IaC GCP

Terraform Module: GCP Document AI — reusable, regional document processors with KMS and IAM baked in

Quick take — Provision Google Cloud Document AI processors with Terraform: a var-driven module wrapping google_document_ai_processor with default version pinning, CMEK encryption, and least-privilege IAM. New here? Jump to the Quickstart below to deploy it in minutes; read on for how it works and when to reach for it.

Quickstart (copy-paste)

Minimal, runnable configuration — drop this in a .tf file and fill in the "..." placeholders (each required input is commented):

provider "google" {
  project = "my-project"
  region  = "us-central1"
}

module "document_ai" {
  source = "git::https://dev.azure.com/teknohut/kloudvin/_git/terraform-modules//terraform-module-gcp-document-ai?ref=v1.0.0"

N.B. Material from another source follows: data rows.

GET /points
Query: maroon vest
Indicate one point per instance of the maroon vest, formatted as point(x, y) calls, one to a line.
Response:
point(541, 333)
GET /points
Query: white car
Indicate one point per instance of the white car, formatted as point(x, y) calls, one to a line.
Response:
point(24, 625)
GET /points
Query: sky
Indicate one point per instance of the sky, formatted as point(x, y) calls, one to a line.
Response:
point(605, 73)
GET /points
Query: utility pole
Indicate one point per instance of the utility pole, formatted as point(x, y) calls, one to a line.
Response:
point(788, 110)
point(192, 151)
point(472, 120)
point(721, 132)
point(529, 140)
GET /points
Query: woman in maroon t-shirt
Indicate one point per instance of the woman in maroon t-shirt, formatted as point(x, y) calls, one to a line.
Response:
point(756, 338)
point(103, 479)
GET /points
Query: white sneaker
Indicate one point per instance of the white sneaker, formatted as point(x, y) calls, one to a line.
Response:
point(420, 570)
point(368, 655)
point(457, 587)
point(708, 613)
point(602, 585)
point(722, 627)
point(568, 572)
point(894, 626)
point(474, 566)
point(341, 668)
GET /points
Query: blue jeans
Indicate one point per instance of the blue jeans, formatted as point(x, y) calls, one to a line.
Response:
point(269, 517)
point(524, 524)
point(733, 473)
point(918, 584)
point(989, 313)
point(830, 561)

  project_id     = "..."  # GCP project ID that owns the processor.
  display_name   = "..."  # Human-readable name (1–64 chars) shown in the console.
  processor_type = "..."  # Processor type, e.g. `INVOICE_PROCESSOR`, `FORM_PARSER_…
}

Then terraform init && terraform apply. Every other input has a sensible default — see Inputs below to override behaviour.

What this module is

Google Cloud Document AI is a managed ML service that turns unstructured documents — invoices, contracts, IDs, W-2s, bank statements — into structured data. You create a processor (for example an Invoice Parser, a Form Parser, or a custom Document Extractor you trained), and then call its process / batchProcess endpoints to extract entities, key-value pairs, tables, and full OCR text. Processors are regional (us, eu, or a specific region like us-central1) and the region is immutable once created, so the location decision is effectively permanent and worth encoding as code.

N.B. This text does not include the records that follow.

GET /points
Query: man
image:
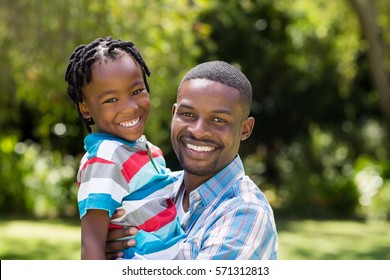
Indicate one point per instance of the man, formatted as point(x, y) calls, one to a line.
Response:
point(223, 213)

The catch is that a single processor is rarely a complete unit of deployment. In production you also care about which processor version is the live default (Google ships new versions and auto-upgrades unless you pin one), whether documents at rest are encrypted with your own Cloud KMS key (CMEK) instead of Google-managed keys, and which service accounts are allowed to invoke the processor versus administer it. Click-ops in the console gets none of that reproducibly, and it does not survive a region migration or a clean-room rebuild in a second project.

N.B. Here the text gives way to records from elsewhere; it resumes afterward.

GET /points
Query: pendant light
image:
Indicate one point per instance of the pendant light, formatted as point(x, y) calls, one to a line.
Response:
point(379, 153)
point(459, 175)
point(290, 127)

This module wraps google_document_ai_processor together with the two things that almost always travel with it — a pinned default processor version (google_document_ai_processor_default_version) and least-privilege IAM bindings on the processor — behind a small, var-driven interface. You hand it a type, a location, and an optional KMS key, and you get back a stable processor id and name that the rest of your stack (Cloud Functions, Workflows, Eventarc, Cloud Run jobs) can reference without hardcoding the auto-generated processor ID.

When to use it

If you only need a one-off processor for a manual experiment in the console, a module is overkill — create it by hand. Reach for this once the processor is a dependency other infrastructure relies on.

Module structure

terraform-module-gcp-document-ai/
├── versions.tf      # provider + Terraform version pins
├── main.tf          # processor, pinned default version, IAM bindings
├── variables.tf     # typed, validated inputs
└── outputs.tf       # processor id/name + endpoint pieces

versions.tf

terraform {
  required_version = ">= 1.5.0"

  required_providers {
    google = {
      source  = "hashicorp/google"
      version = "~> 5.0"
    }
  }
}

main.tf

locals {
  # Set of principals that may *invoke* the processor (process / batchProcess).
  # documentai.apiUser grants processors.processOnline + processors.processBatch.
  user_bindings = {
    for member in var.processor_user_members :
    member => member
  }
}

# The Document AI processor itself. Location is immutable post-creation.
resource "google_document_ai_processor" "this" {
  project      = var.project_id
  location     = var.location
  display_name = var.display_name
  type         = var.processor_type

  # Optional CMEK: encrypt processed documents at rest with your own key.
  kms_key_name = var.kms_key_name
}

# Pin the live default version so extraction output is stable and reproducible.
# Only created when an explicit version is supplied; otherwise Google manages it.
resource "google_document_ai_processor_default_version" "pinned" {
  count = var.default_processor_version != null ? 1 : 0

  processor = google_document_ai_processor.this.id
  version = "${google_document_ai_processor.this.id}/processorVersions/${var.default_processor_version}"
}

# Least-privilege: identities allowed to call the processor at runtime.
resource "google_project_iam_member" "user" {
  for_each = local.user_bindings

  project = var.project_id
  role    = "roles/documentai.apiUser"
  member  = each.value
}

# Optional: identities allowed to administer the processor (create versions, etc.).
resource "google_project_iam_member" "admin" {
  for_each = toset(var.processor_admin_members)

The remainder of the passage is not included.